Pero también había un curso obligatorio y paralelo a las ciencias sociales, de filosofía. Estaba de moda en París, en ese momento, el filósofo Althusser. Lo he dicho en otra ocasión, pretendía disolver el Marx filosófico y reemplazarlo por un Marx neopositivista. A mí, en esos años en que todavía era marxista, me interesaba el joven Marx, el de La Ideología alemana, y la problemática de la alienación. En cambio, el Marx del Capital, no me parecía lo mejor. O sea, no me interesaba el approche de Althusser. Y entonces, busqué otro profesor, y este fue Lucien Goldmann. Rumano, librepensador, el autor de Le dieu caché, 1955, el dios escondido. Me interesó su hipótesis, «más allá de la comprensión individual, hay siempre una estructura esquemática, que se oculta». ¡Cómo me ha servido en mi vida de investigador ese axioma! Las sociedades no dicen nunca sus reglas secretas.

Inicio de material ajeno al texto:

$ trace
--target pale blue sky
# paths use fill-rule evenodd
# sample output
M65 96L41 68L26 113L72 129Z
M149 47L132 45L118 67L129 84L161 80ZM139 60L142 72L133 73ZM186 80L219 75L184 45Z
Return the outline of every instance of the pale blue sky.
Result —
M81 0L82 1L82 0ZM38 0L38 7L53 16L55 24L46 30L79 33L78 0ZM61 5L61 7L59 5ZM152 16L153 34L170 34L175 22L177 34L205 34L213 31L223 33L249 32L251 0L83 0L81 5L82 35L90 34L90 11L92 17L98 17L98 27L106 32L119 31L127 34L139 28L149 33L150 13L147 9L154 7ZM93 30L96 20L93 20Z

Dicho todo esto, esa noche, habiendo llegado a Rousseau, mostré al público cuatro libros suyos. Los que explico en mis cursos. Ciertamente, el célebre Discurso sobre las ciencias y las artes, con el que ganó un concurso en la Academia de Dijon, en 1750, y que lo hace célebre al Rousseau desconocido hasta entonces, que firma ese primer ensayo como «ciudadano de Ginebra». Y el segundo,  Discurso  sobre  el origen y los fundamentos de la desigualdad entre los hombres, en 1754, en ese caso no tuvo premios ni homenajes, sino hostilidad y persecuciones. Y luego, explico también El Contrato Social. Pero el cuarto es el momento más alto en Rousseau, el Emilio. El primer texto de la pedagogía moderna. Y el inicio de un cambio general de la sociedad misma. Pero entrar a ese Rousseau es salirse de las ciencias sociales y aventurarse a los prados de la reflexión filosófica.

Hay otro libro, uno que firman filósofos españoles actuales. José Luis Moreno Pestaña, y Francisco Vázquez García, y se titula, Pierre Bourdieu y la filosofía. O sea, al más importante de los sociólogos de Francia de estos años, lo encuentran filosófico los filósofos mismos. Concluyo, pues, que las fronteras entre disciplinas se relajan. ¿Qué está ocurriendo? ¿Una sociología de la filosofía? ¿O una filosofía que reconfigura a las disciplinas que no atomizan el saber sino que construyen conceptos? ¿La función crítica y reflexiva mediante un diálogo socio-filosófico?

Consecuencias en mis rutinas de escritor. Tal vez ahora me ocupe de algunos proyectos. Por ejemplo, el lenguaje de lo real, pero no solo eso, más allá del mundo de lo evidente y lo empírico (la historia, la sociología) está lo simbólico y lo imaginario (literatura, filosofía). En fin, como temática y ejercicio, me interesa «ser y estar» del castellano. En efecto, no lo hay en inglés, ni en francés, ni en alemán. Para ello, estudiar a las cumbres del pensamiento en esta lengua: Octavio Paz, Jorge Luis Borges y Ortega y Gasset. Acaso, pese a mis años —y si la salud no me traiciona— aprendería el alemán. Me fascina su capacidad de abstracción. Geschichte, historia de la historia. Zeitgeist, «el clima simbólico de un determinado tiempo».

Peter Watson, en un enorme estudio sobre la historia intelectual de la humanidad, sostiene que desde 1848 a 1933, fue un siglo alemán: en medicina Freud, Adler, Jung. En filosofía: Nietzsche, Heidegger, Husserl, Cassirer, Carnap, Tonnies. Y Sombart, Simmel, Mannheim, Max Weber, en sociología. Y en las ciencias, no solo Einstein, sino Max Planck y por ahí, Karl Popper. Acaso porque en la lengua alemana se tiene dos vocablos para la idea de cultura. Kultur que envuelve las áreas intelectuales, espirituales y artísticas, y Zivilisation «al ámbito de la organización social, política y técnica» (Watson). Hay naciones que tienen su Kultur pero no son civilizadas. En fin, desde este criterio, el inglés no es la lengua mayor. Sirve para los negocios, la tecnología y otras ciencias, pero no para poner un orden civilizado en el mundo. Explicar el porqué de la hegemonía de una cultura sobre otras, me llevaría a una explicación digna de varios tomos. Gracias.